Yakın tarihlerde, büyük dedesinin adını taşıyan oğlu Hayrettin Belli ile yaptığım ailenin geçmişine ilişkin Cumhuriyet YouTube’dan yayımlanmış üç kuşak söyleşisinden ise doktor Sevim Belli’ye ülke topraklarında doktorluk yapabilme yasağı sürmüş. Bir ara geçim sıkıntılarının artması sonucunda, Sevim Belli’nin bir Ortadoğu ülkesinde doktorluk yapması zorunluluğu doğmuş. Sevim Belli ise söyleşisinde hiç doktor olduğunun sözünü etmeden, Muzaffer İlhan Erdost’un yönetimindeki yayınevinden çıkmış, uygarlığın gerçek gelişiminin Doğu kaynaklı olduğunun belgeleri, çevirilerini yapıp ülkemiz kamuoyuna ulaştırdığı kitaplardan övünçle söz etmişti. Marksist felsefenin de kökenlerinde Doğu uygarlığı yatıyordu.

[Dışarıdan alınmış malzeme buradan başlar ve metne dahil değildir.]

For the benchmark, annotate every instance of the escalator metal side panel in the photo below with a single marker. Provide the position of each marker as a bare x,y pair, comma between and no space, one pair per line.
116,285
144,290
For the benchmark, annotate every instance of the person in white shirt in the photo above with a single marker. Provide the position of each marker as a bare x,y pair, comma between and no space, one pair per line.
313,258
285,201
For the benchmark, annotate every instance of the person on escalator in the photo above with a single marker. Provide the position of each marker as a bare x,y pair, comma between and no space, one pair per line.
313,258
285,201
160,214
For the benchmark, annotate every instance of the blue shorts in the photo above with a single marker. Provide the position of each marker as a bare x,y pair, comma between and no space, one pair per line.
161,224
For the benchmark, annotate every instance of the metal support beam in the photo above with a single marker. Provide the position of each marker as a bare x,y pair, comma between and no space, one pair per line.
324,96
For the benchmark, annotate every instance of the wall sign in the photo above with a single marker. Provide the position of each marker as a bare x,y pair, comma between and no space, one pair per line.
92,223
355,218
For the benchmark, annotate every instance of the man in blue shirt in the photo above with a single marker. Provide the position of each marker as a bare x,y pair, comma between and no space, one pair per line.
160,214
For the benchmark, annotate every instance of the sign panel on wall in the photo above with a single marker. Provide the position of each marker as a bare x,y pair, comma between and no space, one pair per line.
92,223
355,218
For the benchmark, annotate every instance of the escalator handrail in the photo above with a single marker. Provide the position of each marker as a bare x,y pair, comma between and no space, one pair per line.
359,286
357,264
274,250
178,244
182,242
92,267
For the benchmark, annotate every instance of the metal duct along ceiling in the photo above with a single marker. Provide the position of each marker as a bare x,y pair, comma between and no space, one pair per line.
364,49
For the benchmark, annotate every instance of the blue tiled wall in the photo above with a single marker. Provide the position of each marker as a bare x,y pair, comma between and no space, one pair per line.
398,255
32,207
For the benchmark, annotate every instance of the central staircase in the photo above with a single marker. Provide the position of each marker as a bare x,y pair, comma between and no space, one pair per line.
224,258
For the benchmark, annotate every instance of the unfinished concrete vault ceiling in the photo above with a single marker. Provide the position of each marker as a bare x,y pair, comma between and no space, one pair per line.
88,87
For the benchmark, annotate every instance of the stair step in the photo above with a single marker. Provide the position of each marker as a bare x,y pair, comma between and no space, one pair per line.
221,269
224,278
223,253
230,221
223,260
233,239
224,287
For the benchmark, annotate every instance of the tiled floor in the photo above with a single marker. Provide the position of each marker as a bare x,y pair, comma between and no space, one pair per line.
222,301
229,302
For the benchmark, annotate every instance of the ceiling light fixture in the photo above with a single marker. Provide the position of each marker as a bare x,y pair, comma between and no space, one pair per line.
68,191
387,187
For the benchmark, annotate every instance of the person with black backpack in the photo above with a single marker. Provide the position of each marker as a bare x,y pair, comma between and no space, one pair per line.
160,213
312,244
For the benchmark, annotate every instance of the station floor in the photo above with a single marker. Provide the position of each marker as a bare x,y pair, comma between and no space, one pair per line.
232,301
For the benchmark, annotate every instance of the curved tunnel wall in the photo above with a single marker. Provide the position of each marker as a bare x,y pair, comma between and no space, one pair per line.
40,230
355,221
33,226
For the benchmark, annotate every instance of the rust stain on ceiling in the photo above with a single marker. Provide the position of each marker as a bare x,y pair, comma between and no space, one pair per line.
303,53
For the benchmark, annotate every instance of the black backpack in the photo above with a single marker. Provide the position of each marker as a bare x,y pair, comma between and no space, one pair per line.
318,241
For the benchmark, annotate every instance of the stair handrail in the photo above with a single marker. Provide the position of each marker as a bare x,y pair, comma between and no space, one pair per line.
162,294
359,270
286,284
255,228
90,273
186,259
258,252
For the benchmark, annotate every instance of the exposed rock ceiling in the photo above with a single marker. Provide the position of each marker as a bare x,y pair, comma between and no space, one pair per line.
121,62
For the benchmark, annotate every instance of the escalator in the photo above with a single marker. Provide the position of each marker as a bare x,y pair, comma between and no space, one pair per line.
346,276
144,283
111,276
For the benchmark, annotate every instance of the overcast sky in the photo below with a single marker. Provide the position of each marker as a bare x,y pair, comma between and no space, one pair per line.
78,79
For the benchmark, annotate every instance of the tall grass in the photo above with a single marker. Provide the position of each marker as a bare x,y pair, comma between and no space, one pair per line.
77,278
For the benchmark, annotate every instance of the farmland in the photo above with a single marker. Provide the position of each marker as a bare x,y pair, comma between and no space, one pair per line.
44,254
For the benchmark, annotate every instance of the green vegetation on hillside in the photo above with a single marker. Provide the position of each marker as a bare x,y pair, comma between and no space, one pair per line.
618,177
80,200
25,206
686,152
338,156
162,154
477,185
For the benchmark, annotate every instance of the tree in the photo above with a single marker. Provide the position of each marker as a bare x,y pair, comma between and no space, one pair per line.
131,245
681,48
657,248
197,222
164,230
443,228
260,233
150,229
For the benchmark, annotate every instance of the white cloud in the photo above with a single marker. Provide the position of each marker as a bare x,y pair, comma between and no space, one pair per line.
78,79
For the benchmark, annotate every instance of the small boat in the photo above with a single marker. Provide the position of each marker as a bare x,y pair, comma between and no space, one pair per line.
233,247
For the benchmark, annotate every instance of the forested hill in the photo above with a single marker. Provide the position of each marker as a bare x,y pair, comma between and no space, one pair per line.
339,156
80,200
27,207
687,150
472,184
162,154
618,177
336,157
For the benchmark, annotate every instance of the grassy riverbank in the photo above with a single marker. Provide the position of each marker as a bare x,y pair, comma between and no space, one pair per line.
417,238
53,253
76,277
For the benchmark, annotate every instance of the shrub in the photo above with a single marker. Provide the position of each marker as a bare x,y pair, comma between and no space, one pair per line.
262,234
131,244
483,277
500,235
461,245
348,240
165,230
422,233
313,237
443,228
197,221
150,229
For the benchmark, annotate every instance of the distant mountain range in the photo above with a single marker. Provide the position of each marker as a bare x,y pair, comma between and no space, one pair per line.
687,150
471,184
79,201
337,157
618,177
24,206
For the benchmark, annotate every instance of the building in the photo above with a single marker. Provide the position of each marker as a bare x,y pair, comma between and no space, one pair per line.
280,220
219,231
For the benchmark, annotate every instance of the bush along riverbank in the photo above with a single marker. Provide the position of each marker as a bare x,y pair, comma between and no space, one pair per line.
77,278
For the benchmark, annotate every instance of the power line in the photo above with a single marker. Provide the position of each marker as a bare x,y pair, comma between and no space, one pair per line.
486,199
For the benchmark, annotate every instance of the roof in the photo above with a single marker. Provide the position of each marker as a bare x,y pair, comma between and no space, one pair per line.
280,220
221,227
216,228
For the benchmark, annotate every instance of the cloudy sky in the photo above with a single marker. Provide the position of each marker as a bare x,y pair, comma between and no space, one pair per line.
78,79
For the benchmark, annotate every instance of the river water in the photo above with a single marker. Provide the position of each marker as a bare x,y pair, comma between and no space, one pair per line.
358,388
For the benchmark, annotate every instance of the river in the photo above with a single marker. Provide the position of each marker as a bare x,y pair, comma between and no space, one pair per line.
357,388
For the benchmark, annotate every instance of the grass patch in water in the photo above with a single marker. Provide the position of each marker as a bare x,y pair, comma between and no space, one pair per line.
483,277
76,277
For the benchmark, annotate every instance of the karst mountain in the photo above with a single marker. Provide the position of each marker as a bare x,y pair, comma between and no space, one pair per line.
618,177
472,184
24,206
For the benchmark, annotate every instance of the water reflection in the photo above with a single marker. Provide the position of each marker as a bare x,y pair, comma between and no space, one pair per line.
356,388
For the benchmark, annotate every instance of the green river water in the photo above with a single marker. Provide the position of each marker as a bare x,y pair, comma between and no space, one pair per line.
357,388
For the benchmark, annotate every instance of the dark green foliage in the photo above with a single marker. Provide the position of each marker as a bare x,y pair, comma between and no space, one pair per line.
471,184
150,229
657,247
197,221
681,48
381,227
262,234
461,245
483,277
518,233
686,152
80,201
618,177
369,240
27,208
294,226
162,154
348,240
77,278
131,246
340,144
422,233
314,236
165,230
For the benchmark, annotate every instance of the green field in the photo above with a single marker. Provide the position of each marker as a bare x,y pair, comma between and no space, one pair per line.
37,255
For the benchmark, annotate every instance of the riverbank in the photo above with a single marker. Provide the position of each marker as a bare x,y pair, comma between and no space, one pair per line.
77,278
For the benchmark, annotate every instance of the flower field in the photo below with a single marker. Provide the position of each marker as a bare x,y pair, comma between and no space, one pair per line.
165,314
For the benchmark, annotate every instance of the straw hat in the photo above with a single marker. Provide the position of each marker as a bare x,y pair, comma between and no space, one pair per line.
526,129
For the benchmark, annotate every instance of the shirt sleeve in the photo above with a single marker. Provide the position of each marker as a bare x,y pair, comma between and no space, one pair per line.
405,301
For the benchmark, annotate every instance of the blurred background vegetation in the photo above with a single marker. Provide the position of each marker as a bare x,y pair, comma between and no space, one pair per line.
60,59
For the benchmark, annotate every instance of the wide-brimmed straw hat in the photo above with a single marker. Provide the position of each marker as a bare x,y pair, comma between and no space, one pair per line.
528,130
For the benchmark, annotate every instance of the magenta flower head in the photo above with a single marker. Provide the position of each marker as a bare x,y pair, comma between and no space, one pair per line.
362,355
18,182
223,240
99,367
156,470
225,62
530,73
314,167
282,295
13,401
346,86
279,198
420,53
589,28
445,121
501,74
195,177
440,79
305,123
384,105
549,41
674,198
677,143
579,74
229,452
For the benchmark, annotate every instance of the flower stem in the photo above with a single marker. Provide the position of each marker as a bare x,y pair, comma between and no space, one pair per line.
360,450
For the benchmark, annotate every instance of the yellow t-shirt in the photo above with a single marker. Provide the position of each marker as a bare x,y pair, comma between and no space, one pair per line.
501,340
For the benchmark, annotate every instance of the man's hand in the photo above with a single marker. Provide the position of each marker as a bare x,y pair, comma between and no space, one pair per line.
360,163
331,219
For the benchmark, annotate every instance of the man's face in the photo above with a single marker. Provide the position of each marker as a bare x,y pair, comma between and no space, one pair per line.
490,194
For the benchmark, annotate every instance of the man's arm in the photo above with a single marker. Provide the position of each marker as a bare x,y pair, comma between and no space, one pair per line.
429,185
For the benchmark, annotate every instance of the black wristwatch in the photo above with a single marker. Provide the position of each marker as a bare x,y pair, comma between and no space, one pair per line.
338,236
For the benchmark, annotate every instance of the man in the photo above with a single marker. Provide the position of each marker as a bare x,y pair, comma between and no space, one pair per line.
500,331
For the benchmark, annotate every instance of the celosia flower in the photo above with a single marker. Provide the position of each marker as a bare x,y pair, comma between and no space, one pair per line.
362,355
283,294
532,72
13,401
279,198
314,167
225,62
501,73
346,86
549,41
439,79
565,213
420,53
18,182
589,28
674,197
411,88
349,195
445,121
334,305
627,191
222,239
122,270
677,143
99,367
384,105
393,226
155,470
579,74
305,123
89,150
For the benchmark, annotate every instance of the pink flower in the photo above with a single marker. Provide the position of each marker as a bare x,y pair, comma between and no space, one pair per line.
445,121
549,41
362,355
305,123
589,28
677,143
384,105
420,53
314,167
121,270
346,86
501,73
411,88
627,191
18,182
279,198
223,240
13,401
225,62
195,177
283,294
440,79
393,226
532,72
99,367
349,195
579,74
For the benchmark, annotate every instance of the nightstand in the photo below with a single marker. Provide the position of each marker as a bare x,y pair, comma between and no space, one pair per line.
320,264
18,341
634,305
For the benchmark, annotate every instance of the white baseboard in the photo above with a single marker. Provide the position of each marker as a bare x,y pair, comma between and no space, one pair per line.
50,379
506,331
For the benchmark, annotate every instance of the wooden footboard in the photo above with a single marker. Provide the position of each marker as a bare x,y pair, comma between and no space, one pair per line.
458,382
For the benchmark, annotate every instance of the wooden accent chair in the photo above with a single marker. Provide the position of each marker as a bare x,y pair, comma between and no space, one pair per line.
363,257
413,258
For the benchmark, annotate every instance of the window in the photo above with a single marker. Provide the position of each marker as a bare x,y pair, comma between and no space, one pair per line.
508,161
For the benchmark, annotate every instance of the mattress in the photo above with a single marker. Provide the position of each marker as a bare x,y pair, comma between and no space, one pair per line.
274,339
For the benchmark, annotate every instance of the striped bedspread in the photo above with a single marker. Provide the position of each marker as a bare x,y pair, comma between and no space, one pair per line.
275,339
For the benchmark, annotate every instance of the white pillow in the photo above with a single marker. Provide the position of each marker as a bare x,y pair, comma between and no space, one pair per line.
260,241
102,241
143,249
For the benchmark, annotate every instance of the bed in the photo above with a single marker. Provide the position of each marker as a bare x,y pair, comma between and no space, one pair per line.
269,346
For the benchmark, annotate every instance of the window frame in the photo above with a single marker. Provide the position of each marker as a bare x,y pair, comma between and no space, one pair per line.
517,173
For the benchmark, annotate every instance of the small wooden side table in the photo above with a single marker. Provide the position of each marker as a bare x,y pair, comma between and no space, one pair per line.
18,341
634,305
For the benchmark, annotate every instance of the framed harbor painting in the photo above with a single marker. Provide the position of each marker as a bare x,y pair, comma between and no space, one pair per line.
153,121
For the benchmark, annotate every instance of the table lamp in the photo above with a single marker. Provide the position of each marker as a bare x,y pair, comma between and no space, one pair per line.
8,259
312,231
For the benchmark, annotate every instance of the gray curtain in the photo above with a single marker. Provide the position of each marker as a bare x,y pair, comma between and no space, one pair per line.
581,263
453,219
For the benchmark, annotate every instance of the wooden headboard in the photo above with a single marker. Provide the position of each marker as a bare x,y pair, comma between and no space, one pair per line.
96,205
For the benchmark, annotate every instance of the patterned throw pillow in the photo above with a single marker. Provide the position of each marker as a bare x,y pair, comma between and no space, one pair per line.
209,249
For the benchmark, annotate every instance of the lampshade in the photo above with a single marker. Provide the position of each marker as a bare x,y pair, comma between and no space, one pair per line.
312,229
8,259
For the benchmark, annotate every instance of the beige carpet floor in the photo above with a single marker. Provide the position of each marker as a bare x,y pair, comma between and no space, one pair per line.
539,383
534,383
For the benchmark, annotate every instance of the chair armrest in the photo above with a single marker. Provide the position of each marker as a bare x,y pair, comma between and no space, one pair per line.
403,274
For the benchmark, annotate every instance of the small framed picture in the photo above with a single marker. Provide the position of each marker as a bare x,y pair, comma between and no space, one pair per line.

Duymamış olanlar için ağızları açık bırakacak bir gerçekten daha söz edebilirim. Büyük dede Hayrettin Belli Silivri’den milletvekili seçilerek Osmanlı Meclisi’nde milletvekilliği yapmış. Yetmemiş, Trakya toprakları üzerinde, Kurtuluş Savaşı’na dönük direnişler, örgütlenmelerde doğrudan görev aldığı için de Mustafa Kemal Atatürk, orman çiftliğinde çalışmasını istemiş. İstiklal Madalyası verilmiş.